What is high-frequency trading?

But there are a few high-frequency trading firms you’ll come across again and again. They’re a great way to reduce the manual and emotional errors human traders often make. A high-frequency trading firm can access information that predicts these changes.

These firms trade from both sides (i.e., they place orders to buy as well as sell using limit orders that are above the current marketplace, in the case of selling, and slightly below the current market price, in the case of buying). HFT firms rely on the ultra-fast speed of computer software, data access (NASDAQ TotalView-ITCH, NYSE OpenBook, etc) to important resources and connectivity with minimal latency (delay). Another crash tied to high-frequency trading occurred in 2010, with a “flash crash” that wiped almost $1 trillion in market value off investor books in only a few minutes. The Dow lost almost 1,000 points in 10 minutes but recovered about 600 points over the next 30 minutes.

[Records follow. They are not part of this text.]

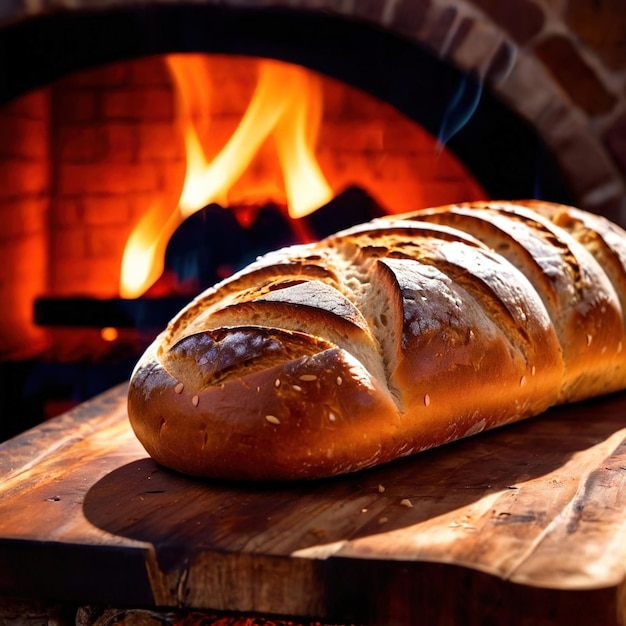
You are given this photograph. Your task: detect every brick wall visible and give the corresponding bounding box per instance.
[0,89,50,358]
[30,56,484,304]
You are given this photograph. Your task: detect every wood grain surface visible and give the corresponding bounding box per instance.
[0,385,626,625]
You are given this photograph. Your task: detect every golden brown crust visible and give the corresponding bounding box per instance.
[128,202,626,480]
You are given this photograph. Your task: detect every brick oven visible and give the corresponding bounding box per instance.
[0,0,626,438]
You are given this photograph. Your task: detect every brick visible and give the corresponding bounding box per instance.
[129,56,171,87]
[137,122,185,161]
[0,160,49,198]
[82,194,130,227]
[103,123,139,163]
[535,35,615,115]
[53,126,107,163]
[51,86,97,124]
[50,197,83,228]
[0,196,46,243]
[564,0,626,70]
[85,225,126,263]
[471,0,546,45]
[51,224,87,265]
[2,88,50,119]
[58,162,160,195]
[102,87,174,121]
[60,62,131,88]
[0,116,49,160]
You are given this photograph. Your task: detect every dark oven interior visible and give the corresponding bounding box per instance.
[0,0,626,438]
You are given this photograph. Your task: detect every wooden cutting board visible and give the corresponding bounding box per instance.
[0,385,626,625]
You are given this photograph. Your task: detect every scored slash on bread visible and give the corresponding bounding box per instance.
[128,201,626,480]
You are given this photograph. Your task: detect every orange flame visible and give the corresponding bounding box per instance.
[120,55,333,298]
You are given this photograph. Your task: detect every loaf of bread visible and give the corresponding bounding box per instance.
[128,201,626,480]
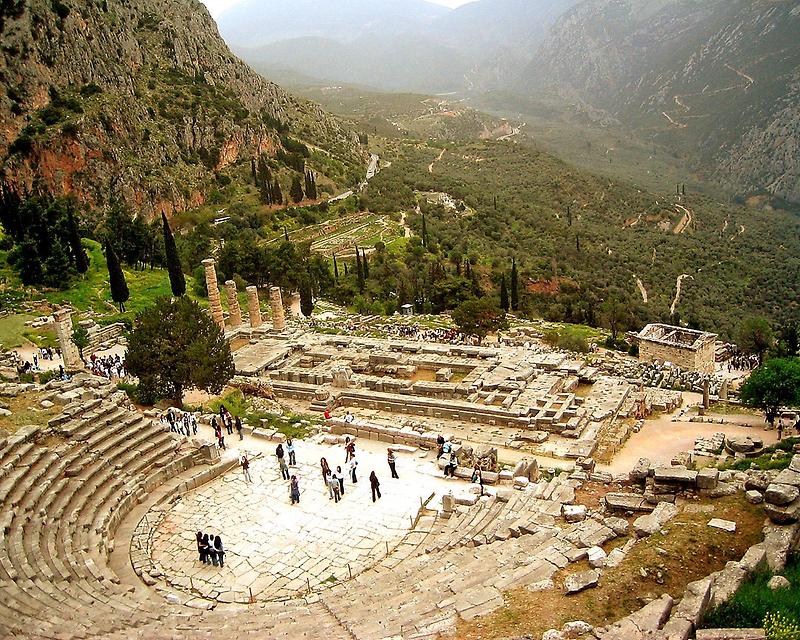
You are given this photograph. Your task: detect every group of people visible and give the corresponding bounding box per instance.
[161,407,197,438]
[89,353,125,380]
[196,531,225,567]
[728,352,761,373]
[211,404,244,449]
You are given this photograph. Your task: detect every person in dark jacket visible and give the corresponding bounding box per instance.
[197,531,206,563]
[369,471,381,502]
[214,536,225,567]
[202,533,212,564]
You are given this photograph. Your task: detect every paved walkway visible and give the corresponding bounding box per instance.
[153,427,462,602]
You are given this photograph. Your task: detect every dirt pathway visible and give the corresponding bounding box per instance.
[428,148,447,173]
[725,62,756,85]
[633,275,647,304]
[669,273,694,316]
[673,204,694,235]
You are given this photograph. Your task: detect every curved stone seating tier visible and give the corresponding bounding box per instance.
[0,382,194,638]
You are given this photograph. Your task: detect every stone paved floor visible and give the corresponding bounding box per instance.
[152,439,460,602]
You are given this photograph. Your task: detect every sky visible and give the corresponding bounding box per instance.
[201,0,471,18]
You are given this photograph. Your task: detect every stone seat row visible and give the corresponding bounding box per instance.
[0,388,189,638]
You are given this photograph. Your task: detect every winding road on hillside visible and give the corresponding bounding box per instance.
[428,148,447,173]
[669,273,694,316]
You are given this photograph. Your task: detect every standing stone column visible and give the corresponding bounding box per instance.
[203,258,225,331]
[269,287,286,331]
[245,287,263,329]
[53,309,83,369]
[225,280,242,329]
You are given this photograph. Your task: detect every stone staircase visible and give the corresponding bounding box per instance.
[0,387,193,638]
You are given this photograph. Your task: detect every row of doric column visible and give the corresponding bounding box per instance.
[203,258,286,331]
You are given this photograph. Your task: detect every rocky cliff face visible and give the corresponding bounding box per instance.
[523,0,800,201]
[0,0,363,215]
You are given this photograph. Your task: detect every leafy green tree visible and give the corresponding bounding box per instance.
[599,297,633,344]
[739,358,800,424]
[67,208,89,273]
[300,275,314,318]
[500,273,511,311]
[272,178,283,205]
[72,325,89,363]
[453,297,508,342]
[289,176,303,203]
[126,296,235,407]
[511,258,519,311]
[736,317,775,362]
[161,213,186,297]
[106,242,130,313]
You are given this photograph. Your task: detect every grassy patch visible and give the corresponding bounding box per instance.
[702,554,800,629]
[719,438,800,471]
[0,314,35,349]
[457,496,763,640]
[0,393,61,434]
[206,390,311,438]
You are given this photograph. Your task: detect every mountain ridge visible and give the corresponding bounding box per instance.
[0,0,364,217]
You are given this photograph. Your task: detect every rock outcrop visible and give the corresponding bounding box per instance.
[0,0,363,216]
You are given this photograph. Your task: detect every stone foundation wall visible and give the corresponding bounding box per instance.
[639,340,715,373]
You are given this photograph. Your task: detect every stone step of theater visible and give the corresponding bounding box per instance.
[0,376,200,638]
[0,377,636,640]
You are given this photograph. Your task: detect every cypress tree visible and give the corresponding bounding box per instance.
[106,241,130,313]
[356,247,364,291]
[300,274,314,318]
[289,176,303,203]
[161,213,186,297]
[67,208,89,273]
[511,258,519,311]
[500,273,510,311]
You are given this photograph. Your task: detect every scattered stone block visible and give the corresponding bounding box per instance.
[561,504,586,522]
[744,489,764,504]
[633,502,678,538]
[564,569,600,593]
[586,547,608,569]
[697,467,719,489]
[764,482,800,506]
[708,518,736,533]
[767,576,792,591]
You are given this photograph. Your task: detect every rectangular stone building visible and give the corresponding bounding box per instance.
[637,324,717,373]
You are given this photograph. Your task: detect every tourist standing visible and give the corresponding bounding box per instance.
[214,536,225,567]
[344,436,356,464]
[201,533,211,564]
[444,451,458,478]
[197,531,206,563]
[369,471,381,502]
[336,467,344,495]
[328,471,341,502]
[289,476,300,504]
[319,458,333,484]
[472,464,483,495]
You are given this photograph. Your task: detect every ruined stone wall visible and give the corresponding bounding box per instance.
[639,339,714,373]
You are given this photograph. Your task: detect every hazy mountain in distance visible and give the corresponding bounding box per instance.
[219,0,577,93]
[0,0,364,217]
[217,0,450,49]
[525,0,800,201]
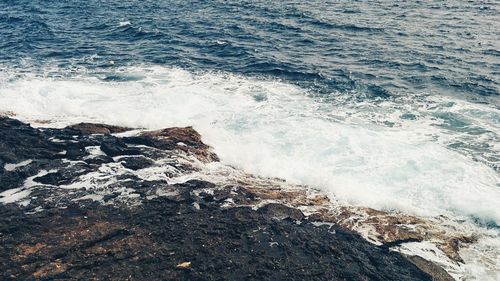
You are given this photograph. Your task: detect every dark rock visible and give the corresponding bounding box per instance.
[0,118,438,280]
[406,256,455,281]
[258,203,304,221]
[67,123,131,135]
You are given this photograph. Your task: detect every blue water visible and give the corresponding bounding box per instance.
[0,0,500,99]
[0,0,500,223]
[0,0,500,280]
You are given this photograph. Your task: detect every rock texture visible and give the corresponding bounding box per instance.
[0,117,446,280]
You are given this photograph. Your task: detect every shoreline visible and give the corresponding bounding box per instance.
[0,117,474,280]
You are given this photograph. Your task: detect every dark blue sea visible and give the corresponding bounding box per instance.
[0,0,500,276]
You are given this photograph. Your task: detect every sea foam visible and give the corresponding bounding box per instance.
[0,67,500,225]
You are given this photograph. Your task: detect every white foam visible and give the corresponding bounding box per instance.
[0,67,500,224]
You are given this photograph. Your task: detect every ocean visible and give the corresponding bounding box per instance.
[0,0,500,280]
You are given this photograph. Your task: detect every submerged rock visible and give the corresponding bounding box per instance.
[0,118,446,280]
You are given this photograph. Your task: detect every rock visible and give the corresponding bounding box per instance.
[66,123,132,135]
[0,118,442,280]
[258,203,304,221]
[120,156,154,170]
[406,256,455,281]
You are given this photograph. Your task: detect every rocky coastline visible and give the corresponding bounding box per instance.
[0,117,458,280]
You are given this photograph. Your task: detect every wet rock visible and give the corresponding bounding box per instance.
[141,127,219,162]
[66,123,131,135]
[120,156,154,170]
[406,256,455,281]
[0,199,431,280]
[259,203,304,221]
[0,118,442,280]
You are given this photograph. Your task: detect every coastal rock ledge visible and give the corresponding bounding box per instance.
[0,117,453,280]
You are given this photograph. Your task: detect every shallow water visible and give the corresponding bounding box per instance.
[0,1,500,276]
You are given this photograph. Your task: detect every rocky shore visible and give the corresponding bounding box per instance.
[0,117,454,280]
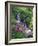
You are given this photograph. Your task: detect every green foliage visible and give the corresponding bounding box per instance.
[10,6,33,38]
[11,6,33,28]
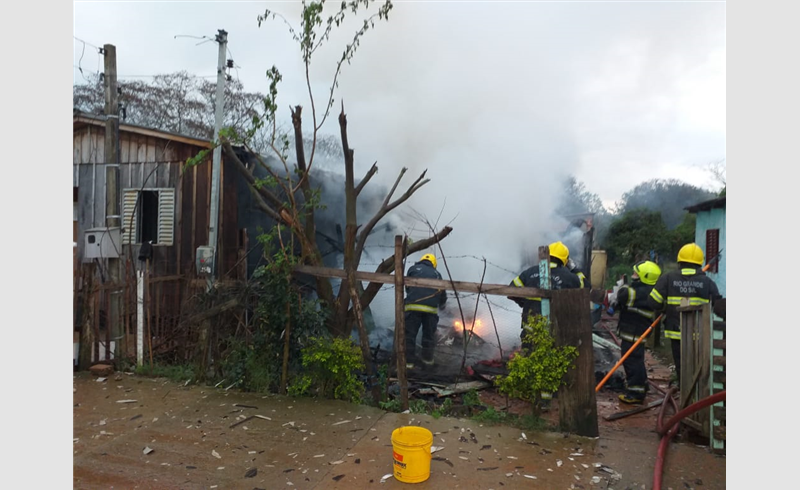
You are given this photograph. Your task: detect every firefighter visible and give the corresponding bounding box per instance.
[508,242,583,409]
[405,254,447,369]
[611,260,661,404]
[649,243,722,388]
[566,255,592,289]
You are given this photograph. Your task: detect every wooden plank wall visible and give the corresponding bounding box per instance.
[73,125,240,364]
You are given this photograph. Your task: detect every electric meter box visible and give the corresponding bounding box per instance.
[83,228,122,262]
[195,246,214,275]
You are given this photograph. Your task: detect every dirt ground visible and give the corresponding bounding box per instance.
[73,336,726,490]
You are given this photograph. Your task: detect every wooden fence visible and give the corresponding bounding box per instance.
[73,264,197,369]
[678,299,726,453]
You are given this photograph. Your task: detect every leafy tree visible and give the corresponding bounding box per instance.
[495,315,578,415]
[617,179,715,230]
[605,208,673,266]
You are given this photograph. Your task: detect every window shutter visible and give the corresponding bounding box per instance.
[158,189,175,245]
[122,189,139,245]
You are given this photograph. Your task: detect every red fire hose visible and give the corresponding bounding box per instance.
[653,388,725,490]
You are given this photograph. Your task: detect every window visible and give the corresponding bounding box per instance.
[706,229,719,272]
[122,189,175,245]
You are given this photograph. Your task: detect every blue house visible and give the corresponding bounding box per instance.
[684,197,727,297]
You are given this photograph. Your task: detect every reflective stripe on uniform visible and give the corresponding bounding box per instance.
[514,276,542,301]
[619,332,641,342]
[405,304,438,314]
[627,288,636,307]
[650,288,664,304]
[628,308,656,320]
[667,296,709,306]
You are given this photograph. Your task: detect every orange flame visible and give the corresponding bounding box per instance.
[453,318,486,337]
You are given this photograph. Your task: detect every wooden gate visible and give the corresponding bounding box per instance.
[678,299,725,453]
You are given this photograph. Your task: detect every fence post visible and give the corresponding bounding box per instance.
[394,235,408,410]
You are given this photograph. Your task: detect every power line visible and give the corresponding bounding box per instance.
[72,36,100,50]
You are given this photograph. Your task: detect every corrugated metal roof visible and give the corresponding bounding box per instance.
[72,109,211,148]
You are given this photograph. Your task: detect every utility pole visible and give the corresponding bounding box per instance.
[207,29,228,290]
[104,44,122,354]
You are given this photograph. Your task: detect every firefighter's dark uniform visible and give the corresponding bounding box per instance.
[405,260,447,364]
[648,262,722,386]
[508,262,583,400]
[616,280,656,401]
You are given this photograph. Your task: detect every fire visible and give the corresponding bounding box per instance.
[453,318,486,337]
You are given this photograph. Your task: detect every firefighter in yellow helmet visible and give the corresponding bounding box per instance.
[649,243,722,387]
[611,260,661,403]
[508,242,583,409]
[405,254,447,368]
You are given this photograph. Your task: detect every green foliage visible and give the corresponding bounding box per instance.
[605,209,671,265]
[378,398,402,412]
[472,407,554,432]
[619,179,714,230]
[495,315,578,414]
[461,390,483,407]
[134,364,194,382]
[289,336,364,402]
[408,400,429,413]
[221,335,281,393]
[214,241,327,392]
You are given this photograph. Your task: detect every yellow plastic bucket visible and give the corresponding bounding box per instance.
[392,426,433,483]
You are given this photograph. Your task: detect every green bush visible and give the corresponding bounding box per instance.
[495,315,578,413]
[219,245,326,393]
[134,364,194,382]
[289,336,364,402]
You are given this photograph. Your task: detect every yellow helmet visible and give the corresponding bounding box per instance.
[678,243,705,265]
[633,260,661,286]
[419,254,436,269]
[548,242,569,264]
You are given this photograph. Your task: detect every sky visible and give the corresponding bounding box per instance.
[73,1,726,283]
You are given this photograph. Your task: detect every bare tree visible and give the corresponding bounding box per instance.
[189,0,452,344]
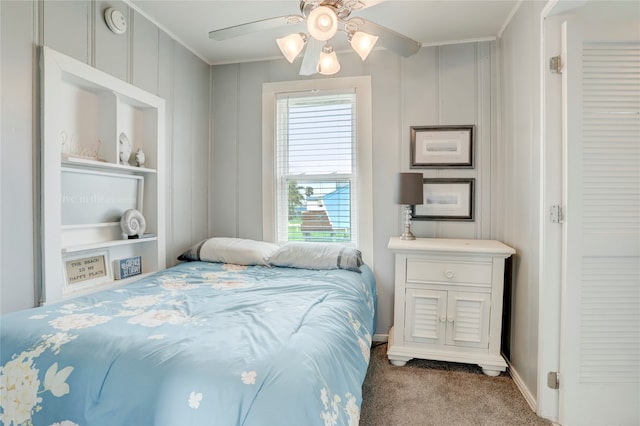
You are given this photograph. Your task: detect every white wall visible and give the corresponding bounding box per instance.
[495,1,546,408]
[0,0,210,313]
[211,42,497,342]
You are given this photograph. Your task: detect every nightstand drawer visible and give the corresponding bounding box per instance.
[407,259,492,285]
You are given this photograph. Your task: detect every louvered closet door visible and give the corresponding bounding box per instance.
[559,19,640,426]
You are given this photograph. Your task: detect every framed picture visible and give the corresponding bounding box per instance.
[411,125,475,169]
[412,178,475,222]
[62,250,113,294]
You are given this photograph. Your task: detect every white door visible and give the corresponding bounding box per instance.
[559,17,640,426]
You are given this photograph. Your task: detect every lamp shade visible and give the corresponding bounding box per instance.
[395,173,424,205]
[307,6,338,41]
[349,31,378,61]
[276,33,307,63]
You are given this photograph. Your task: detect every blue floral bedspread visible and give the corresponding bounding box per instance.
[0,262,376,426]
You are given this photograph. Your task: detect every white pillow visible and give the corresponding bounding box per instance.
[178,237,280,265]
[269,243,363,272]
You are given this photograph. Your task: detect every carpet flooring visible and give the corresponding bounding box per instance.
[360,343,552,426]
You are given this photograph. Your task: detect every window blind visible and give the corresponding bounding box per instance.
[275,90,357,244]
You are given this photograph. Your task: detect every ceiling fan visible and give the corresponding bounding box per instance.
[209,0,421,75]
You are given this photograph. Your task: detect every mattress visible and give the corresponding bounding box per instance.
[0,261,376,426]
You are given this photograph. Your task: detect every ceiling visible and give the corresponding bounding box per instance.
[127,0,522,65]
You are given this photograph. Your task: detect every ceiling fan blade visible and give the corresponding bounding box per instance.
[209,15,304,41]
[300,37,324,75]
[356,18,422,57]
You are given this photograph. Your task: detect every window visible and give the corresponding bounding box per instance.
[263,77,372,262]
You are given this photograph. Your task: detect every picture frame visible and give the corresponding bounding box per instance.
[412,178,475,222]
[62,250,113,294]
[411,125,475,169]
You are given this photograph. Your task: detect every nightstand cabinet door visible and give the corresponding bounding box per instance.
[447,291,491,349]
[404,288,447,345]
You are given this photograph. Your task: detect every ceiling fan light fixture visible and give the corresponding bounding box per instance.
[318,45,340,75]
[276,33,307,63]
[348,31,378,61]
[307,6,338,41]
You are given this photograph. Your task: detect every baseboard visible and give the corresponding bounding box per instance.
[373,333,389,342]
[507,362,538,413]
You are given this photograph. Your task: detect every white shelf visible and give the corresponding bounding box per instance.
[39,47,166,303]
[62,236,158,254]
[62,156,156,173]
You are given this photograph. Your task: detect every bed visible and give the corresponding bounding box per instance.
[0,240,376,426]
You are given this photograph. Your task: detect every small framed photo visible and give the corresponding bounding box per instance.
[412,178,475,222]
[411,125,475,169]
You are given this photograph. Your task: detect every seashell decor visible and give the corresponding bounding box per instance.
[120,209,147,238]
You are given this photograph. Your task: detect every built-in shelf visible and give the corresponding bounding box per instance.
[39,47,166,303]
[62,156,156,173]
[62,237,158,254]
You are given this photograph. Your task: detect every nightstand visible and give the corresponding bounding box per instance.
[387,237,515,376]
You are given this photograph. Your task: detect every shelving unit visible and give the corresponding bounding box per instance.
[40,47,166,303]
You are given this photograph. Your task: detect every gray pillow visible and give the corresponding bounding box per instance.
[178,237,280,265]
[269,243,363,272]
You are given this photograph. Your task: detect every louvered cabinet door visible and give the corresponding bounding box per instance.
[404,288,447,345]
[446,291,491,348]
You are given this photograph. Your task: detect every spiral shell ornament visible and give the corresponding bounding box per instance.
[120,209,147,238]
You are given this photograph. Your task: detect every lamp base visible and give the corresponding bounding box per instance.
[400,206,416,240]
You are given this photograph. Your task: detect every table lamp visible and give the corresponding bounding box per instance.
[395,173,424,240]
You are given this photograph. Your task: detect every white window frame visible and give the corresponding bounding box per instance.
[262,76,373,267]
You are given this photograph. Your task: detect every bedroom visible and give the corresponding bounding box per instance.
[0,1,637,426]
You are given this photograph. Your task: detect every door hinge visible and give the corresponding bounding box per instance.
[549,55,562,74]
[549,204,564,223]
[547,371,560,389]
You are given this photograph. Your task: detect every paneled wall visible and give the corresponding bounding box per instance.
[210,42,497,346]
[0,0,210,313]
[496,2,552,407]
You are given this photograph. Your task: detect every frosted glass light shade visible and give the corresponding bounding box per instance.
[349,31,378,61]
[276,33,307,63]
[318,46,340,75]
[307,6,338,41]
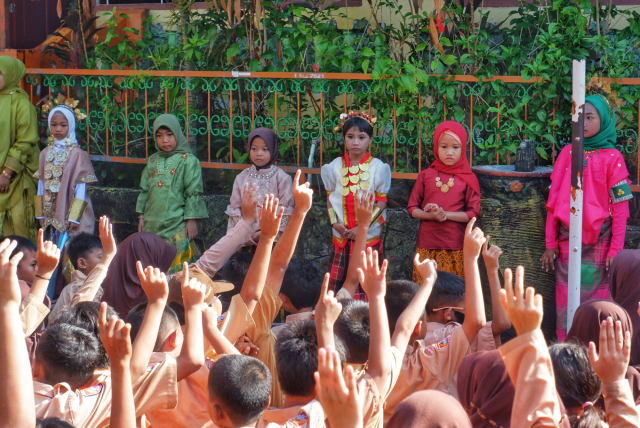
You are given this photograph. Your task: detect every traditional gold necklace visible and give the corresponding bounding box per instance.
[436,174,455,193]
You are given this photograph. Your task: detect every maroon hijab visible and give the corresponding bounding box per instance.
[102,232,178,318]
[430,120,480,195]
[247,128,280,170]
[385,390,472,428]
[457,350,516,428]
[609,250,640,365]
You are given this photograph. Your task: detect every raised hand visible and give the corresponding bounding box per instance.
[240,183,258,224]
[500,266,542,336]
[0,239,23,308]
[462,217,486,258]
[99,215,118,263]
[314,347,363,428]
[260,195,284,239]
[36,229,60,277]
[589,317,631,383]
[413,253,438,284]
[291,170,313,213]
[482,235,502,270]
[358,248,389,297]
[136,261,169,303]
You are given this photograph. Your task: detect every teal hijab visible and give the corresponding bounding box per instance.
[584,95,618,150]
[153,114,191,158]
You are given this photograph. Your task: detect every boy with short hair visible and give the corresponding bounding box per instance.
[49,216,117,322]
[207,354,272,428]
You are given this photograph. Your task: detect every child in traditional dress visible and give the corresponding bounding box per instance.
[136,114,209,273]
[225,128,293,246]
[34,100,98,242]
[407,120,480,284]
[321,112,391,297]
[541,95,633,340]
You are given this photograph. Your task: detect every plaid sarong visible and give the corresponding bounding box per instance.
[329,240,384,300]
[556,220,611,341]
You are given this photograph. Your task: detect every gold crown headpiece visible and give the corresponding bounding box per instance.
[41,94,87,121]
[334,111,378,132]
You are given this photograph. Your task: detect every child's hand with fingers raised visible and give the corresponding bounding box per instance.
[589,317,631,383]
[260,195,284,239]
[500,266,542,336]
[462,217,486,259]
[314,347,363,428]
[482,235,502,270]
[413,253,438,284]
[240,183,258,224]
[291,170,313,213]
[36,229,60,278]
[136,261,169,303]
[358,248,389,298]
[0,239,22,309]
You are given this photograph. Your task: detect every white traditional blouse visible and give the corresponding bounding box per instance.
[321,153,391,248]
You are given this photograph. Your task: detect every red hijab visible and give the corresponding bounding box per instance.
[430,120,480,195]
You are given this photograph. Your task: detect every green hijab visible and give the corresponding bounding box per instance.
[584,95,618,150]
[153,114,191,158]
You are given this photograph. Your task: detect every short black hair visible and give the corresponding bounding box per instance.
[427,271,465,316]
[0,235,38,258]
[220,252,253,294]
[36,323,101,389]
[280,258,324,310]
[36,418,74,428]
[342,116,373,138]
[55,302,120,369]
[208,355,271,426]
[275,320,347,397]
[384,279,420,334]
[125,302,180,352]
[67,233,102,269]
[333,299,371,364]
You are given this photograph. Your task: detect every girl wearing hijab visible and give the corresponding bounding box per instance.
[225,128,293,246]
[407,120,480,284]
[541,95,633,340]
[0,56,40,242]
[34,100,98,237]
[137,114,209,270]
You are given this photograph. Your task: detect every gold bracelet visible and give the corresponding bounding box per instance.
[328,208,338,224]
[369,207,382,227]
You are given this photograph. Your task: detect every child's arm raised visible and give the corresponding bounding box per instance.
[358,248,391,391]
[315,273,342,348]
[462,218,487,343]
[391,254,438,351]
[342,190,375,297]
[482,236,511,336]
[240,195,284,313]
[131,262,169,382]
[0,239,36,428]
[589,317,640,428]
[202,306,240,355]
[100,302,136,428]
[176,263,206,382]
[260,170,313,293]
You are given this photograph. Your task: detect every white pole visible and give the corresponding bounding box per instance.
[567,60,586,331]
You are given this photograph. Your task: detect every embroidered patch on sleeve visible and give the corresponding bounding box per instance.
[609,179,633,204]
[80,383,104,397]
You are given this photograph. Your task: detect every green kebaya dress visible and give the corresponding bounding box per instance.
[136,114,209,273]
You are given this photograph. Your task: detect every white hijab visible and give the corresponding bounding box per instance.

Market makers that stand ready to buy and sell stocks listed on an exchange, such as the New York Stock Exchange, are called “third market makers”. Market-makers generally must be ready to buy and sell at least 100 shares of a stock they make a market in. As a result, a large order from an investor may have to be filled by a number of market-makers at potentially different prices. Generally speaking, it isn’t possible to run a true high-frequency trading system from your mobile device.

They complete trades in the time it would take for a human brain to process the new data appearing on a screen (no less physically enter new trade commands into their system). Arbitrage involves buying and selling the same cryptocurrency asset across multiple exchanges when there’s a slight difference in the quoted market price. For example, if Ethereum (ETH) trades for $1,950 on the exchange Kraken and $1,900 on Uniswap, an arbitrageur would buy a lot of ETH on Uniswap and nearly simultaneously would sell it on Kraken for a $50 profit per coin. High-frequency trading (HFT) takes advantage of proprietary computer algorithms and super-fast (and often proprietary) connections to analyze securities, identify opportunities, and execute trades for extremely short-term gains. First, note that HFT is a subset of algorithmic trading and, in turn, HFT includes Ultra HFT trading. Algorithms essentially work as middlemen between buyers and sellers, with HFT and Ultra HFT being a way for traders to capitalize on infinitesimal price discrepancies that might exist only for a minuscule period.